I can't find a single modern french word with a "sn" sound even. It can pronounced fairly easily by any French speaker but we don't have any reason to, it would seem.


I don't know how much of that is true (from what I know of local history though, it seems highly plausible)
That's definitely a thing French bureaucrats would do.

but nonetheless it got me to thinking: In Nottingham, we wouldn't have cheered for JFK and would instead of just looked at each other, confused."Nottingham-er" just doesn't work. I know what he's implying, but words no good speak bad with. In fact, there isn't another equivalent, to my knowledge - no Nottinghamite, no Nottinger, and Nottinghamionian is just nonsense and part of that is because we generally don't think of ourselves as coming from "Snot's Home". I come from My Home.
That's interesting. French cities and towns all have an associated demonym. Generally something obscure and related to the latin etymology of the places' name that you need to go on Wikipedia to know.

Anyhoo, here (https://en.wikipedia.org/wiki/Demonym#Suffixation)'s Wikipedia's list of English demonyms.

Vinyadan
2020-11-30, 08:57 AM
French seems to have something against s+consonant in particular. See the various fenêtre* (<fenestra), épaule** (<spathula), etc.

* window **shoulder

One name edit I enjoy is that of Scorsese. Martin Scorsese's ancestors were actually Italians with the surname Scozzese = "Scotsman".

Rockphed
2020-11-30, 10:27 PM
French seems to have something against s+consonant in particular. See the various fenêtre* (<fenestra), épaule** (<spathula), etc.

* window **shoulder

One name edit I enjoy is that of Scorsese. Martin Scorsese's ancestors were actually Italians with the surname Scozzese = "Scotsman".

There was a lets play in these parts, "The Scottsman of Venice". Is it based on his family history?

Wraith
2020-12-01, 03:38 AM
William was duke of Normandy, not baron.

Much obliged, thank you.


That's interesting. French cities and towns all have an associated demonym. Generally something obscure and related to the latin etymology of the places' name that you need to go on Wikipedia to know.

This is pretty much the point I was making - posters above were struggling to find a difference between a New Yorker (city) and a New Yorker (State), assuming that it had to make sense in some way.

For example, we have a York in Britain - presumably the original from which New York was named - and if you're from there, British people will call you a Tyke (to rhyme with 'bike').
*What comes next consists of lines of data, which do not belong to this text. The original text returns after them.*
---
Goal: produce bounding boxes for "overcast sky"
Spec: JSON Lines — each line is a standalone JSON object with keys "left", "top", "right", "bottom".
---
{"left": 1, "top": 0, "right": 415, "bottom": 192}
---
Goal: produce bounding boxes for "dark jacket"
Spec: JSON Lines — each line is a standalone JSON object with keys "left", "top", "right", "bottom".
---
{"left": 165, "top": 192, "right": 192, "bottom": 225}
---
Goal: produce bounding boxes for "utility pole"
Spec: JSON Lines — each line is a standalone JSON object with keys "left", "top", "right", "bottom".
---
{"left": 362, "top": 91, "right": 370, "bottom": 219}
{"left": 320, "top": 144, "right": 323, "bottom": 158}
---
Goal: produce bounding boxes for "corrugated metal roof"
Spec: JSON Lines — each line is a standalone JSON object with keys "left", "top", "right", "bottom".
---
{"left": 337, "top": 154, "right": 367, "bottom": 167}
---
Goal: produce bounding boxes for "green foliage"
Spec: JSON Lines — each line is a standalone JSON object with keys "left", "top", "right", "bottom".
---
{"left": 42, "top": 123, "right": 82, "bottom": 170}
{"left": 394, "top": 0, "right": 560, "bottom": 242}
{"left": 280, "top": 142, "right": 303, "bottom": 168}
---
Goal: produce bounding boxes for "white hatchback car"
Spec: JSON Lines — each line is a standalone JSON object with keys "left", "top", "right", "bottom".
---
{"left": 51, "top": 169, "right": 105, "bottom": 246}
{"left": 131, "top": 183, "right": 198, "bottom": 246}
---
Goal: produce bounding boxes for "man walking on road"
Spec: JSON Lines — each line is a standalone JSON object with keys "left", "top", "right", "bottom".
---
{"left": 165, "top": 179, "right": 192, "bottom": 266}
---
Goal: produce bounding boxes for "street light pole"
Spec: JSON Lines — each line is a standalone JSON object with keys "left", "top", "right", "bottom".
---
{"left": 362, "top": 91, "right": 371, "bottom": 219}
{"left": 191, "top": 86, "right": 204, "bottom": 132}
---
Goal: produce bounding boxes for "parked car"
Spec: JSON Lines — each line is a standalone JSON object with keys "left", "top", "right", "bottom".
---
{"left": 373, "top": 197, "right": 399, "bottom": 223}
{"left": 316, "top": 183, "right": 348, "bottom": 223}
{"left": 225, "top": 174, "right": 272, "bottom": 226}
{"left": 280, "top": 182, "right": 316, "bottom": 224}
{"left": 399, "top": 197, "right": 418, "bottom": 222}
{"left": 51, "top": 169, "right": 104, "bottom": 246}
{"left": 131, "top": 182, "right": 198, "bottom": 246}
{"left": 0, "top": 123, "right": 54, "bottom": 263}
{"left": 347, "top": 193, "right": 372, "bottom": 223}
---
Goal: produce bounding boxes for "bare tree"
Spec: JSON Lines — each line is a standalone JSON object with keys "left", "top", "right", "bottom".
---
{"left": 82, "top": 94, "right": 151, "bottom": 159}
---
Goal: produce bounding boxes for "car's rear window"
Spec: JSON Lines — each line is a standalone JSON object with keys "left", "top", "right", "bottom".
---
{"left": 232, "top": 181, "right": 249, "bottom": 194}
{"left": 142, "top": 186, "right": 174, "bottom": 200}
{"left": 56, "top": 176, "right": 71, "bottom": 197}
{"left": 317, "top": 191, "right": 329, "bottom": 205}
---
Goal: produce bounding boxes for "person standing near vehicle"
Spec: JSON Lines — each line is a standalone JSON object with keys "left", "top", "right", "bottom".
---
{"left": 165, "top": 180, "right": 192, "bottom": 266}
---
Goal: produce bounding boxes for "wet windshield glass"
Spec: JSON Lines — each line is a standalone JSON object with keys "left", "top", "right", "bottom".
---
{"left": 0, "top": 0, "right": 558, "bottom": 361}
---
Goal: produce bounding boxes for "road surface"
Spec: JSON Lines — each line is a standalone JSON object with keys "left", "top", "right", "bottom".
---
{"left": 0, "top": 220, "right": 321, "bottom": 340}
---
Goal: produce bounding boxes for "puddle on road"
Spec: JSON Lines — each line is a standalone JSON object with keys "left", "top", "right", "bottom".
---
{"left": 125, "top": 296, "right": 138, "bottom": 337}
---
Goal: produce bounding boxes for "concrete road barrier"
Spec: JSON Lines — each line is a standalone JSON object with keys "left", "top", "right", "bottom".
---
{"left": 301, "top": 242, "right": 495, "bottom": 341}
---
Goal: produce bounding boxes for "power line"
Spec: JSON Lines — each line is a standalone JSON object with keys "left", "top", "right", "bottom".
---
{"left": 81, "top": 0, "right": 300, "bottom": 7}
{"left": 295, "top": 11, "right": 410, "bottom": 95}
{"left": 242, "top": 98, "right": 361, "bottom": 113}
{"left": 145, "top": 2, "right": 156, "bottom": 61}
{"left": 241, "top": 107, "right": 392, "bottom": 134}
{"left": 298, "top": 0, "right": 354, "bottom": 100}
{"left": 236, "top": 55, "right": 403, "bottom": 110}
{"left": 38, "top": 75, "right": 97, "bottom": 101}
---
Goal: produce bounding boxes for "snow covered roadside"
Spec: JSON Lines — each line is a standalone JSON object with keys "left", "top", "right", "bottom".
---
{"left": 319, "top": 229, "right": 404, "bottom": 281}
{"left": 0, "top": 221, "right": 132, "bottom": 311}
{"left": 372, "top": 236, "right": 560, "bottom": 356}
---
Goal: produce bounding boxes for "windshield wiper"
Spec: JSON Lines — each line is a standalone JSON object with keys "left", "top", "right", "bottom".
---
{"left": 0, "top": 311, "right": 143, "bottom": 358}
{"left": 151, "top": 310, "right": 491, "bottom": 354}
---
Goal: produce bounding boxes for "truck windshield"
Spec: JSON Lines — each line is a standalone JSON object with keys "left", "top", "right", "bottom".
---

People from Newcastle (North-East) are Geordies. People from Liverpool (Middle-West, near the top of Wales) are Scousers. And people from London are Londoners, unless they're also Cockneys. It's all complete nonsense, but here we are anyway.

I just hope that in the USA they refer to people from Birmingham, Alabama as 'Brummies' because that's what we call people from Birmingham, England and the idea of there being an American city where everyone speaks with a Brummie accent (https://www.youtube.com/watch?v=yYDK_o32yis) makes me happy. :smallbiggrin:

Peelee
2020-12-01, 08:29 AM
I just hope that in the USA they refer to people from Birmingham, Alabama as 'Brummies' because that's what we call people from Birmingham, England and the idea of there being an American city where everyone speaks with a Brummie accent (https://www.youtube.com/watch?v=yYDK_o32yis) makes me happy. :smallbiggrin:

The words people in the USA refer to people from Birmingham would typically be forum-inappropriate.

Which is a shame, the greater Birmingham area is a delightful place. I had some friends in Inverness growing up, there's a huge outlet mall over in Leeds, Pelham is growing nicely, but you probably want to stay out of Brighton.